Kita turun di Hua Lamphong dan melanjutkan perjalanan dengan Uber ke Wat Pho. Karena kami mahasiswa, kami tidak ke Grand Palace karena… tiketnya lumayan mahal. Yasudah, kita ke Wat Pho saja. Wat Pho adalah salah satu kuil yang memiliki daya tarik patung Sleeping Budha. Ketika sampai, cuaca sedikit mendung menuju hujan dan satu kelompok yaitu kelompok Aco tertinggal alias nyasar entah ke mana. Jadi kita sempat menunggu hampir satu jam di dekat loket penjualan tiket dan akhirnya Aco and the gank muncul hehe. Selama menunggu Aco and the gank ini banyak kejadian dan tingkah yang sudah kita lakukan selama di tempat menunggu mau masuk kawasan komplek. Dari yang foto-foto, dubbing suara orang, mencari kipas angin, hingga mainan sama tupai di pinggir jalan. Komplek Wat Pho ini termasuk besar dan memiliki fasilitas untuk tourism yang mumpuni. Kamar mandinya saya acungi jempol karena faktor kenyamanan dan kebersihan yang dijunjung tinggi. Pokoknya area pariwisata yang dirawat dengan sangat baik. Mungkin kami datang termasuk di peak season karena ramai sekali apalagi saat di bagian sleeping Budha (kipas angin menjadi barang mahal).
Sehabis dari Wat Pho, kita melanjutkan perjalanan ke Lak Muang Shrine yang menjadi pusat spiritual dari Kota Bangkok (makanya kan pas di rundown ada keterangan make a wish ya). Dari komplek Wat Pho kita jalan kaki ke Lak Muang Shrine dan itu so hot banget. Beberapa teman sudah mengeluarkan payung untuk melindungi dari panas. Karena saya pegang-pegang kamera, jadi saya memutuskan untuk pakai topi saja. Kadang saya dipayungin, tapi terus kabur karena kepisah saking ramenya wisatawan yang ada di sepanjang jalan menuju Lak Muang Shrine. Oh iya, aktivitas yang kita lakukan di Lak Muang Shrine adalah… ngadem.
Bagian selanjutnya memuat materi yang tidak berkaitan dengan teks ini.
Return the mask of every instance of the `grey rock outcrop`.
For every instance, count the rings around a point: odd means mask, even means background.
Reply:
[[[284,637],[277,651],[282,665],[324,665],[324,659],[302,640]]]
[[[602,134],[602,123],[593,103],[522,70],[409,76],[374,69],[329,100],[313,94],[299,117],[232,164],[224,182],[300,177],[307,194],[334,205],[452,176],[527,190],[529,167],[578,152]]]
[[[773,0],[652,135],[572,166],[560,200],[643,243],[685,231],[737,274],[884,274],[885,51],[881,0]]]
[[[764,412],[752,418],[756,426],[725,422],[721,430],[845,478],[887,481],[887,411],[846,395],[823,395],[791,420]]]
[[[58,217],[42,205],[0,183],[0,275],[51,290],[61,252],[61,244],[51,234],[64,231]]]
Selepas dari Lak Muang Shrine adalah waktunya…. makan!! Oh iya, waktu di rundown kan harusnya hari ini jadwal ke National Museum. Ternyata setiap hari Selasa, National Museum Bangkok itu tutup. Akhirnya jadwal pun ditukar dengan jadwal jalan-jalan yang harusnya ada di hari kedua. Sebelum jalan-jalan lagi, kita makan dulu di restoran yang spesialnya adalah martabak (cari-cari foto tapi enggak ada, hix). Setelah makan siang kita lanjut untuk bertepi di pinggir sungai di taman Santi Chai Prakan Park yang berada tepat di depan tempat makan kita.
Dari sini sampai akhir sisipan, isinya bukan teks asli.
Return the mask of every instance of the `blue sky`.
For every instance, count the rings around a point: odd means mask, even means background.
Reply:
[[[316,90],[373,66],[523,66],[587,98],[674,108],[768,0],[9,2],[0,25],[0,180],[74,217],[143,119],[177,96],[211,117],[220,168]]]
Destinasi berikutnya adalah destinasi wisata yang terkenal di Bangkok. Namanya Khao San Road. Di sini kita bisa belanja produk-produk Bangkok yang basisnya PKL, mungkin kaya di tanah abang gitu atau mayestik kalo di Jakarta. Benda-benda yang dijual di sini seperti baju, celana, tas, dan mango sticky rice yang bertebaran di sepanjang jalan ini. Oh iya, waktu ada di jalan ini suka ada yang jual serangga buat dimakan ituloh seperti jangkrik, kalajengking, dkk. Jangan ambil fotonya ya, karena untuk mengambil fotonya kita perlu bayar. Kalo kita ga bayar, ntar abangnya ngomel-ngomel. Penting untuk selalu memperhatikan dimana kita bisa ambil foto atau engga kalo gakmau dimarahin.
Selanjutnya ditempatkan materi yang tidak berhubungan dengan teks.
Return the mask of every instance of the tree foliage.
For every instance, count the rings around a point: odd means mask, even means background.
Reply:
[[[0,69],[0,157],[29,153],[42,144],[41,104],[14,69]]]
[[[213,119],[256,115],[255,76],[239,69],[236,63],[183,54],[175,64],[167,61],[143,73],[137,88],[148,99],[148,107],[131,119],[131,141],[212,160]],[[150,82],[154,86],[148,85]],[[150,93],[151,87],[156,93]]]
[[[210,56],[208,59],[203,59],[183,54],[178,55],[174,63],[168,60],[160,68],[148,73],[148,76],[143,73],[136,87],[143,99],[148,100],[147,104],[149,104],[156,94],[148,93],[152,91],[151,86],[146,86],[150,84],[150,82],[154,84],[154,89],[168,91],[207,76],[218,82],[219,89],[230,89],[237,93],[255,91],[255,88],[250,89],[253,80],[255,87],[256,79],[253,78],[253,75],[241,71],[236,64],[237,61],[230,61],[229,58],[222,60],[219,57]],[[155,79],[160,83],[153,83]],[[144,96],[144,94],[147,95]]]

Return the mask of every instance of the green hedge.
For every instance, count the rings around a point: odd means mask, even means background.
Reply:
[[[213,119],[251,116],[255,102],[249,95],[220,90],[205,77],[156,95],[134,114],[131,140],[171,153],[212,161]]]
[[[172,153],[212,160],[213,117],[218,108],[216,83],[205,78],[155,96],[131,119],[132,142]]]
Selama di Khao San Road ini, kita mencar-mencar sesuai sama minat apa yang mau dibeli. Lupa waktu itu berkelompok sama siapa, gak sengaja pas masuk-masuk di alley nya Marisa menemukan pembatas buku motif batik gitu warna pink ada gantungan gajah khas thailandnya. Beli itu sekitar 8 bath di toko pernak-pernik dan aksesoris. Senang. Khao San Road jadi pemberhentian terakhir kita hari ini sebelum dilanjutkan dengan makan malam tom yum dan mango sticky rice!!!! (gatau ya, sejak pulang dari Thailand sangat freak sama mango sticky rice). Ya begitulah perjalanan hari pertama ini. Ntar ya, video cuplikan cilik-cilik hari pertamanya belum dibuat. Nanti kalau udah release link nya mau ditambahin di sini. Sampai jumpa di trip Travel Diary: (Ur)Bangkok #2!!
–
tulisan ini dibuat sebagai pelarian ingin menulis yang santai dan tidak baku. mohon maaf bila banyak sekali kata yang tidak baku ya.